走了十几分钟到了牛奶站,却发现它的大门紧闭。上面贴出告示,「店主家中有事,生意暂歇十天」。
“好吧,一段时间不喝牛奶而已。”
凯尔西依旧保持微笑,折返回家,自我安慰生活难免有得不到的小失落。
那就随意做些烤面包,等一会配柠檬水,也算对付了早饭。
此时,房门被瞧响,是房东太太。“班纳特先生,送奶员来了。快来拿你的那份。”
“我没有订牛奶。”
凯尔西有些疑惑,开门就被送奶员递上三瓶牛奶。
“福尔摩斯先生预定的三瓶牛奶,今日份的,请签收。”送奶员翻着名册,上面有一条备注,“备注:回礼。”
回礼?
凯尔西接过牛奶,歇洛克居然会回礼。
是之前寄存行李的回礼,还是之前宵夜的回礼?而且回礼恰好合适,又恰好及时。
关门,凯尔西走向窗台。
隔街相望,只见歇洛克正临窗而立。
对凯尔西遥举咖啡杯,迎着晨光,缓缓勾起一抹微笑。
第29章
彼得森的一份长名单, 无数段露水之欢。
雷斯垂德带着卡特,一家换一家查到面无表情。等到查完名单上的所有人,连假笑都做不出来了。
“我总算明白, 为什么在苏格兰场的年限越久越严肃。卡特,你数过了吗?这几天, 我们对多少人赔笑?”
调查情妇或一夜情并不是一件容易的事情。
这个时代的情妇情夫对社会地位颇有要求。如果双方悬殊过大, 别指望开始长期关系,只会反遭到周边人的嘲笑。例如乡下姑娘与贵族至多一夜情, 从无机会被带向伦敦豪宅。
因此, 彼得森愿意给出名单, 女方不一定愿意配合。
那些女人有地位的不愿配合,后一类没有地位的早难觅踪迹。
“长官辛苦了。”卡特陪跑十来天也是笑容僵硬,可以确定这份活是两位魔鬼给雷斯垂德的考验。辛苦是辛苦了, 但现在没得到有价值的线索。
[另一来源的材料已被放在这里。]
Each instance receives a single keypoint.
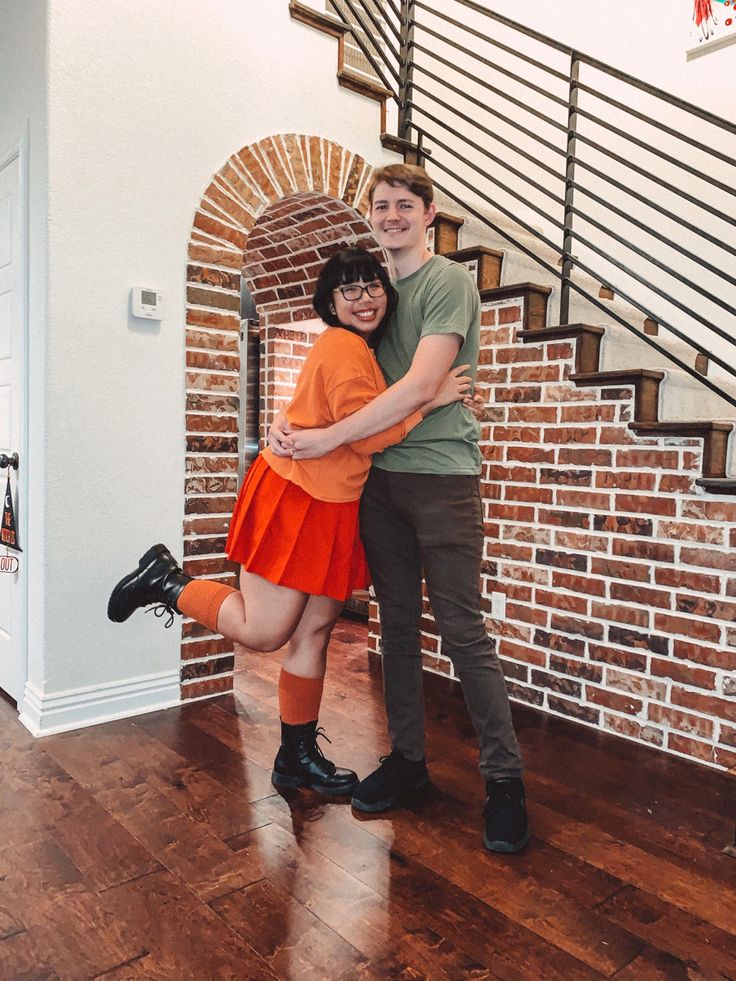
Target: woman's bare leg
(307, 652)
(262, 615)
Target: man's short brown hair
(413, 178)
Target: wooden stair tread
(560, 332)
(515, 289)
(320, 21)
(693, 427)
(363, 86)
(620, 376)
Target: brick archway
(256, 186)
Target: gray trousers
(432, 525)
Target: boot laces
(161, 610)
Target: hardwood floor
(156, 848)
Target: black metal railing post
(406, 69)
(567, 240)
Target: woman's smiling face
(360, 310)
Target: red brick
(582, 543)
(613, 700)
(705, 607)
(683, 531)
(648, 505)
(583, 628)
(636, 684)
(614, 569)
(618, 656)
(685, 674)
(530, 454)
(584, 457)
(573, 709)
(559, 351)
(583, 499)
(509, 315)
(709, 558)
(620, 614)
(690, 747)
(714, 657)
(595, 412)
(535, 373)
(642, 549)
(685, 579)
(627, 479)
(564, 519)
(578, 584)
(559, 600)
(575, 667)
(718, 708)
(527, 654)
(690, 628)
(626, 593)
(622, 525)
(634, 729)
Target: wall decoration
(713, 26)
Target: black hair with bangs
(351, 266)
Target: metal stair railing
(516, 123)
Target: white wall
(146, 102)
(23, 85)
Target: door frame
(19, 151)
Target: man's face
(400, 218)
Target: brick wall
(618, 575)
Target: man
(421, 513)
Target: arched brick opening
(273, 213)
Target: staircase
(609, 578)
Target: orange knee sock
(201, 600)
(299, 698)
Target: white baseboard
(77, 708)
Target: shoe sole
(113, 611)
(385, 805)
(279, 780)
(506, 847)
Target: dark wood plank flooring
(156, 848)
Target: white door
(12, 405)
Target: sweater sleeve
(353, 394)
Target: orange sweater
(340, 376)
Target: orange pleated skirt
(285, 535)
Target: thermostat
(146, 303)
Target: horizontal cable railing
(598, 177)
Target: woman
(294, 530)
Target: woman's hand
(476, 404)
(456, 386)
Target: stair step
(645, 382)
(714, 435)
(535, 298)
(587, 336)
(315, 18)
(483, 263)
(446, 228)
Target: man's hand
(279, 436)
(307, 444)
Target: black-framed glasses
(353, 291)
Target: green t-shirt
(439, 298)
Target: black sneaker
(506, 828)
(397, 780)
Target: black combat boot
(301, 763)
(157, 580)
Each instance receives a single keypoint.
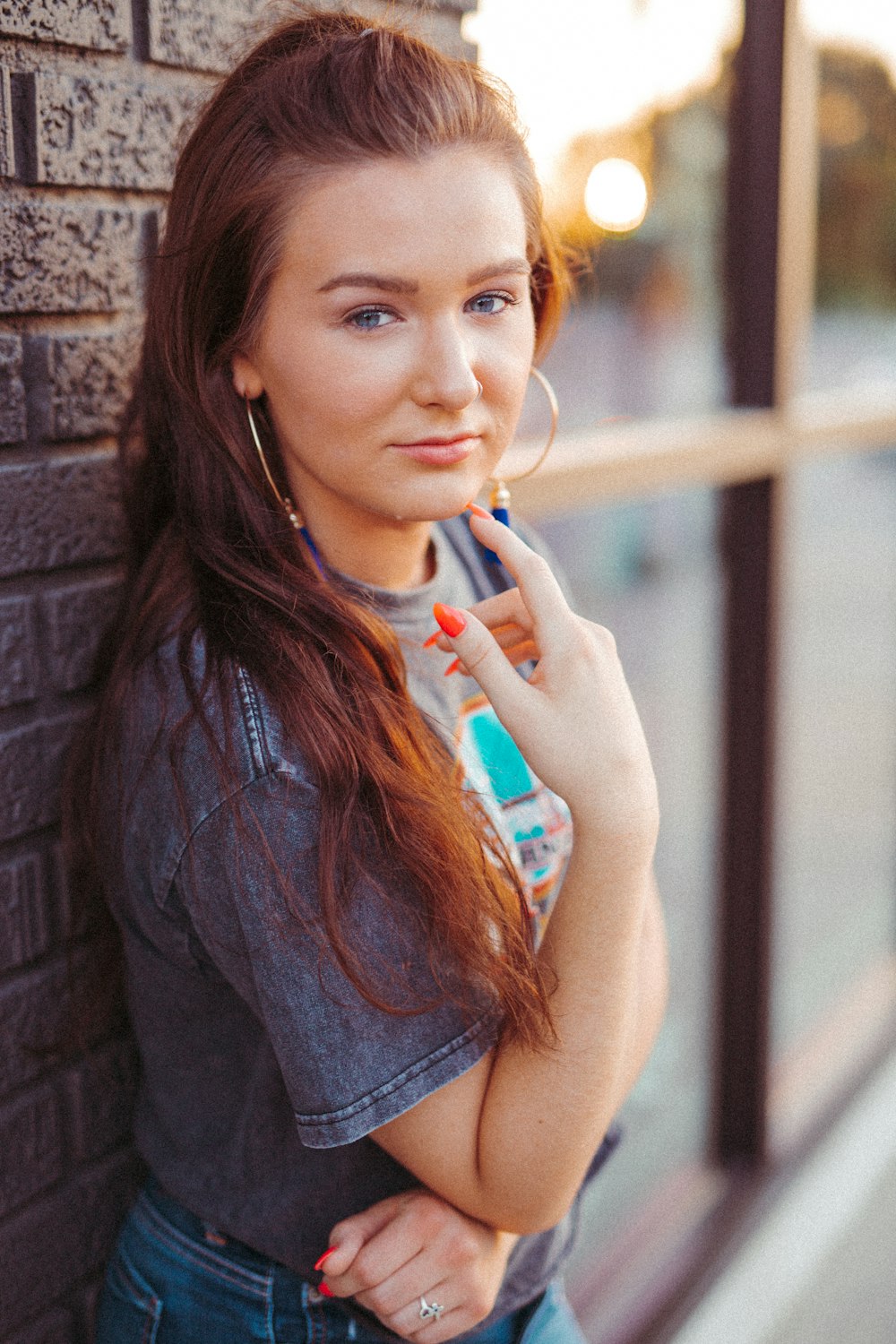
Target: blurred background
(723, 496)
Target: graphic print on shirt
(532, 822)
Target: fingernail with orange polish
(452, 621)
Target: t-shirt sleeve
(252, 892)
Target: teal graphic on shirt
(532, 822)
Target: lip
(440, 452)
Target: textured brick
(18, 660)
(90, 379)
(101, 1094)
(56, 1244)
(32, 1129)
(104, 134)
(59, 511)
(31, 761)
(104, 24)
(74, 620)
(7, 152)
(32, 1008)
(13, 392)
(66, 260)
(24, 925)
(56, 1327)
(201, 34)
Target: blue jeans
(174, 1279)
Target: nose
(446, 375)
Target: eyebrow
(392, 285)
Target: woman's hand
(573, 719)
(418, 1246)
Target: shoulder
(190, 739)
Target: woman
(374, 1077)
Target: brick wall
(93, 97)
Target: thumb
(485, 660)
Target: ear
(246, 378)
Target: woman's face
(401, 285)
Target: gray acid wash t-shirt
(263, 1069)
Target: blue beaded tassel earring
(500, 499)
(287, 504)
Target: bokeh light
(616, 195)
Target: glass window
(626, 108)
(836, 825)
(853, 331)
(649, 573)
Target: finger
(540, 591)
(376, 1263)
(452, 1320)
(484, 660)
(503, 609)
(514, 653)
(349, 1236)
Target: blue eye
(368, 319)
(489, 304)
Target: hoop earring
(500, 499)
(285, 503)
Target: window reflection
(853, 333)
(626, 108)
(649, 572)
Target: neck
(387, 553)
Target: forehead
(455, 210)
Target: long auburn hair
(211, 551)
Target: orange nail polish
(452, 621)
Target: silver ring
(430, 1311)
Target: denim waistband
(198, 1230)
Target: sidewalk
(821, 1268)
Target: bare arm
(509, 1142)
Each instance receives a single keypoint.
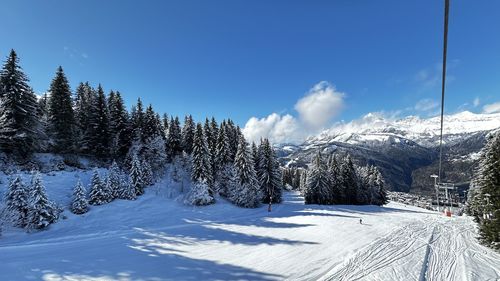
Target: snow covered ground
(157, 238)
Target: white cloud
(476, 102)
(492, 108)
(315, 112)
(320, 105)
(279, 129)
(426, 105)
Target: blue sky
(243, 59)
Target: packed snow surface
(157, 238)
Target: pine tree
(317, 182)
(113, 181)
(155, 152)
(85, 114)
(61, 115)
(79, 205)
(363, 192)
(349, 181)
(174, 139)
(199, 195)
(99, 136)
(42, 212)
(335, 180)
(269, 175)
(16, 203)
(43, 117)
(20, 128)
(147, 173)
(380, 188)
(118, 125)
(166, 125)
(188, 134)
(223, 149)
(136, 177)
(256, 155)
(137, 120)
(201, 167)
(246, 193)
(487, 198)
(98, 192)
(128, 191)
(210, 132)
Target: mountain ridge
(405, 149)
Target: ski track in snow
(294, 242)
(442, 244)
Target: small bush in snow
(79, 205)
(41, 212)
(199, 195)
(98, 192)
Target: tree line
(483, 200)
(139, 143)
(337, 180)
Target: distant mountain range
(405, 150)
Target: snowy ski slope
(155, 238)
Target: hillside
(405, 150)
(158, 238)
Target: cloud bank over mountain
(315, 111)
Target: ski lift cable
(443, 82)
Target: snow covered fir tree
(484, 194)
(339, 181)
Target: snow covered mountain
(401, 148)
(373, 128)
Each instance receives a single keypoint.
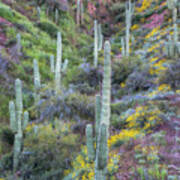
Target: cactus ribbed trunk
(100, 37)
(37, 82)
(90, 142)
(58, 63)
(12, 112)
(103, 133)
(106, 89)
(52, 63)
(123, 46)
(19, 134)
(26, 119)
(95, 44)
(129, 12)
(18, 36)
(65, 65)
(98, 115)
(19, 101)
(78, 12)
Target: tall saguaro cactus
(58, 63)
(95, 43)
(12, 112)
(129, 13)
(18, 135)
(100, 37)
(37, 81)
(78, 11)
(16, 123)
(18, 37)
(173, 45)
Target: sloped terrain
(144, 140)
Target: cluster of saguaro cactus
(58, 63)
(102, 116)
(129, 13)
(17, 122)
(173, 46)
(98, 41)
(37, 81)
(79, 12)
(18, 37)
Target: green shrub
(49, 28)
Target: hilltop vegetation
(96, 90)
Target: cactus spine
(78, 11)
(100, 37)
(106, 90)
(26, 119)
(102, 149)
(82, 12)
(95, 44)
(52, 63)
(172, 46)
(12, 112)
(38, 13)
(56, 16)
(97, 115)
(58, 63)
(129, 13)
(65, 65)
(90, 142)
(18, 37)
(37, 81)
(123, 46)
(18, 135)
(102, 116)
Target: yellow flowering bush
(164, 87)
(124, 135)
(157, 67)
(84, 169)
(144, 117)
(152, 33)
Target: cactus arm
(90, 142)
(58, 63)
(13, 123)
(95, 44)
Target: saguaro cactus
(65, 65)
(90, 142)
(129, 13)
(38, 13)
(26, 119)
(106, 90)
(18, 37)
(123, 46)
(56, 16)
(78, 11)
(19, 135)
(102, 116)
(19, 101)
(95, 44)
(58, 63)
(100, 37)
(13, 124)
(52, 63)
(98, 115)
(173, 46)
(37, 81)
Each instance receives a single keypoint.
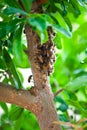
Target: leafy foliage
(67, 18)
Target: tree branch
(23, 98)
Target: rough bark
(22, 98)
(47, 115)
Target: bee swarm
(45, 55)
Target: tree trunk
(47, 114)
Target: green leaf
(27, 4)
(75, 8)
(8, 27)
(20, 58)
(77, 83)
(2, 64)
(81, 3)
(12, 10)
(62, 30)
(4, 107)
(15, 112)
(40, 26)
(6, 126)
(57, 41)
(11, 67)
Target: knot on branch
(45, 55)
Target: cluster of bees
(45, 55)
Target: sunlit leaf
(27, 5)
(12, 10)
(20, 58)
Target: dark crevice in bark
(48, 114)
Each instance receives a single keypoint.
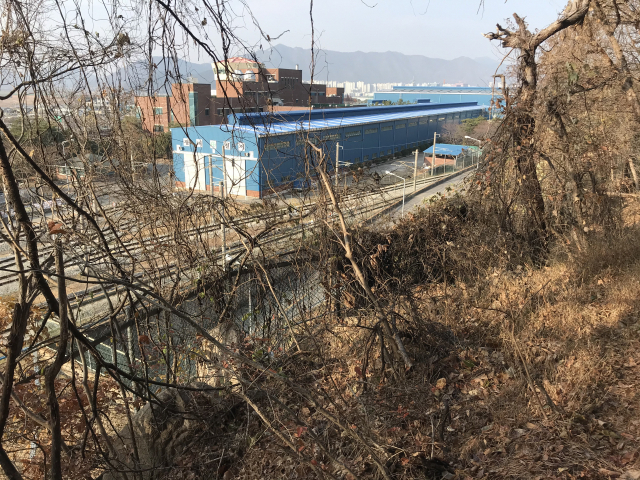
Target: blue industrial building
(264, 152)
(481, 95)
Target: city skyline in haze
(433, 28)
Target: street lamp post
(337, 168)
(475, 140)
(404, 187)
(433, 159)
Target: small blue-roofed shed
(446, 149)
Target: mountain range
(367, 67)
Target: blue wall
(281, 156)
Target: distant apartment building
(242, 86)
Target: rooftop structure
(481, 95)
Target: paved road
(455, 183)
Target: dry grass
(491, 348)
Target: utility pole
(224, 232)
(433, 160)
(223, 193)
(213, 195)
(337, 161)
(415, 171)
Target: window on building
(353, 133)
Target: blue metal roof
(268, 125)
(306, 115)
(443, 89)
(445, 149)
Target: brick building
(242, 86)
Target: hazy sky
(434, 28)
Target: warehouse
(259, 154)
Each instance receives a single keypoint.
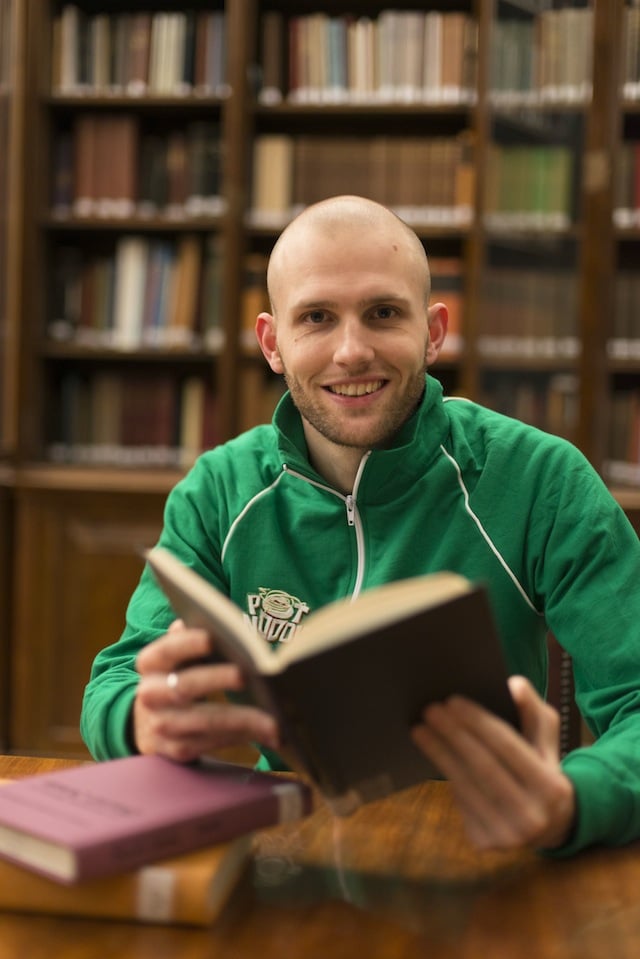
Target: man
(367, 474)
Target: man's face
(352, 335)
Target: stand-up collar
(415, 444)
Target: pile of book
(139, 838)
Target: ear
(438, 320)
(266, 334)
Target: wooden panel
(77, 564)
(6, 569)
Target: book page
(378, 607)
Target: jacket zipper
(353, 515)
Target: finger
(169, 652)
(179, 688)
(540, 722)
(186, 733)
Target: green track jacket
(463, 489)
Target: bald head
(332, 220)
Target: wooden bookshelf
(533, 285)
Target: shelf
(64, 223)
(44, 476)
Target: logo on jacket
(275, 614)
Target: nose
(354, 345)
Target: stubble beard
(336, 429)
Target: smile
(356, 389)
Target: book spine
(287, 801)
(189, 890)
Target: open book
(348, 689)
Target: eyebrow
(361, 304)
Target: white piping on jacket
(485, 535)
(245, 509)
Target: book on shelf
(181, 327)
(139, 52)
(102, 819)
(427, 180)
(400, 56)
(198, 428)
(272, 179)
(132, 254)
(192, 889)
(411, 642)
(271, 57)
(447, 285)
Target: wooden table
(395, 881)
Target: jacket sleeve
(188, 531)
(591, 572)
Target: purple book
(98, 819)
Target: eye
(384, 312)
(315, 317)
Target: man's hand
(509, 787)
(179, 710)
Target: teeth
(356, 389)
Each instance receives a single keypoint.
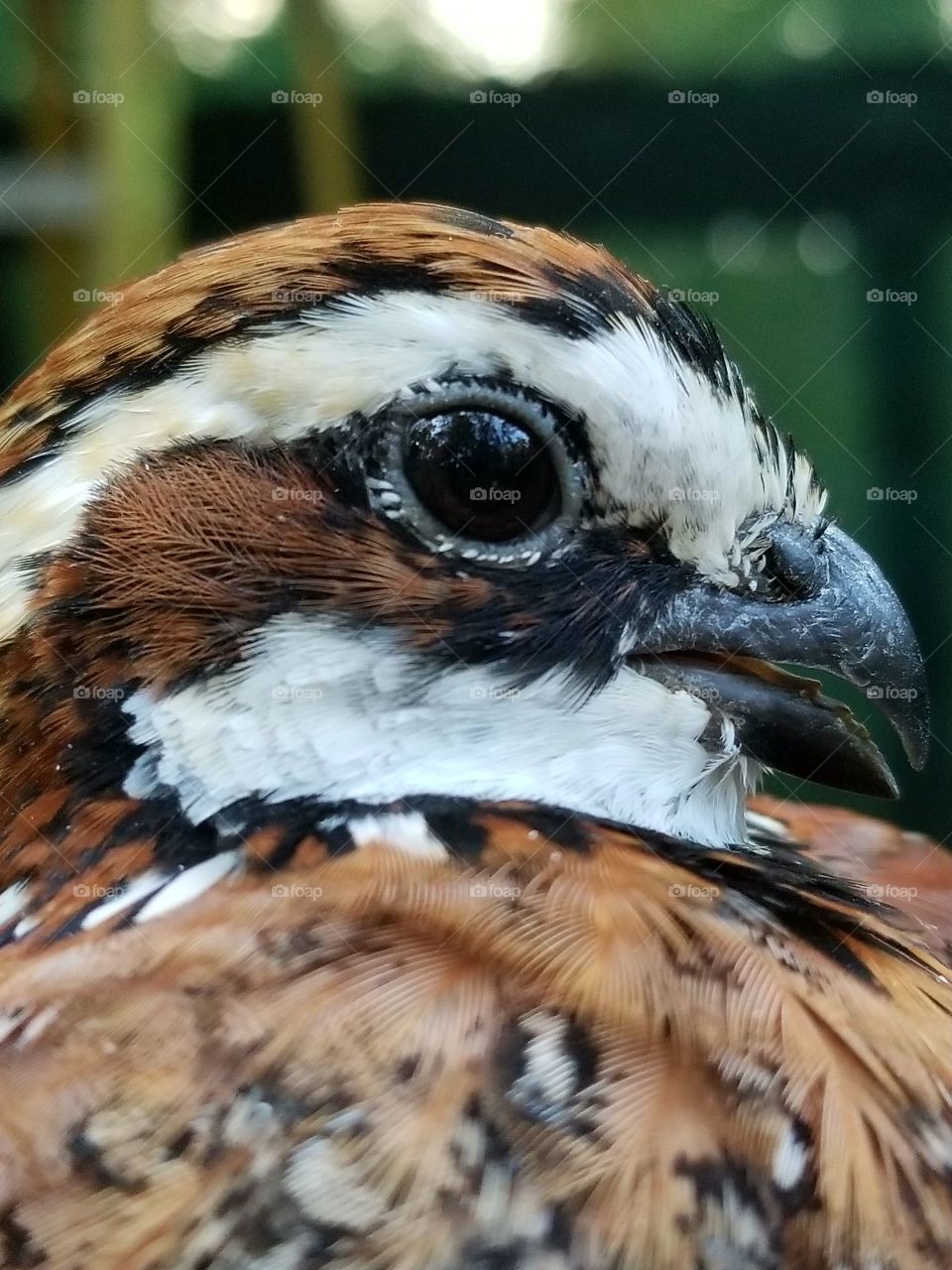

卡特苦恼问,“但凡这份名单上能找到的,都一一拜访过了。按照提问列表对照询问, 没有人发现彼得森子爵有任何异常。”
被调查的女士们都认为彼得森的蛇神崇拜并无大碍,他甚至算不得疯狂, 毕竟都没有饲养几条活蛇。
事实上, 别看彼得森搞出一间蛇纹卧室,他并不算有钱人里最会玩的。
对比一下, 中世纪起就流行几百年的猎取海狸gao/丸,服用其粉末或直接注射相关试剂以而壮阳。
很多在后世看起来荒诞可笑的事,时19世纪的常态,而且广受社会名流所推崇。
比如交感魔法能治愈疾病, 这种做法早就风行欧陆。其中民间颇为流传的偏方,是用公牛脑治疗精神病。
将烤面包挖空内部, 塞入公牛脑,将这个特质馅料的面包绑到精神病人头上,他的病症就能慢慢痊愈。
相对而言,彼得森崇敬蛇神的行为,完全不值得大惊小怪。
女士们遇上多金英俊的彼得森,能够进入得以进入子爵府邸共度春宵,这就是一种刺激而美妙的体验。
她们更把蛇纹卧室被视作一种情趣,并没有哪位留宿后感到不适。
雷斯垂德却对卡特摇摇头,“女士们没察觉任何不妥,但还是提供了一些线索。”
卡特眨眼,他怎么没有感觉。
“你看……”雷斯垂德话到嘴边,但又改了口,“亲爱的卡特,你从没有过心动的对象吧?”
卡特:探长,你和谁学的突然转折?
我们只要保持简单的上下级关系,请不要询问私人感情,谢谢。
雷斯垂德有些得意笑,“我就知道你没有,所以没注意那些女人潜藏的语气。她们与一个多金帅气的贵族有过私情,除了贪图感官欢愉或是物质赠予,难道就没有一点感情吗?”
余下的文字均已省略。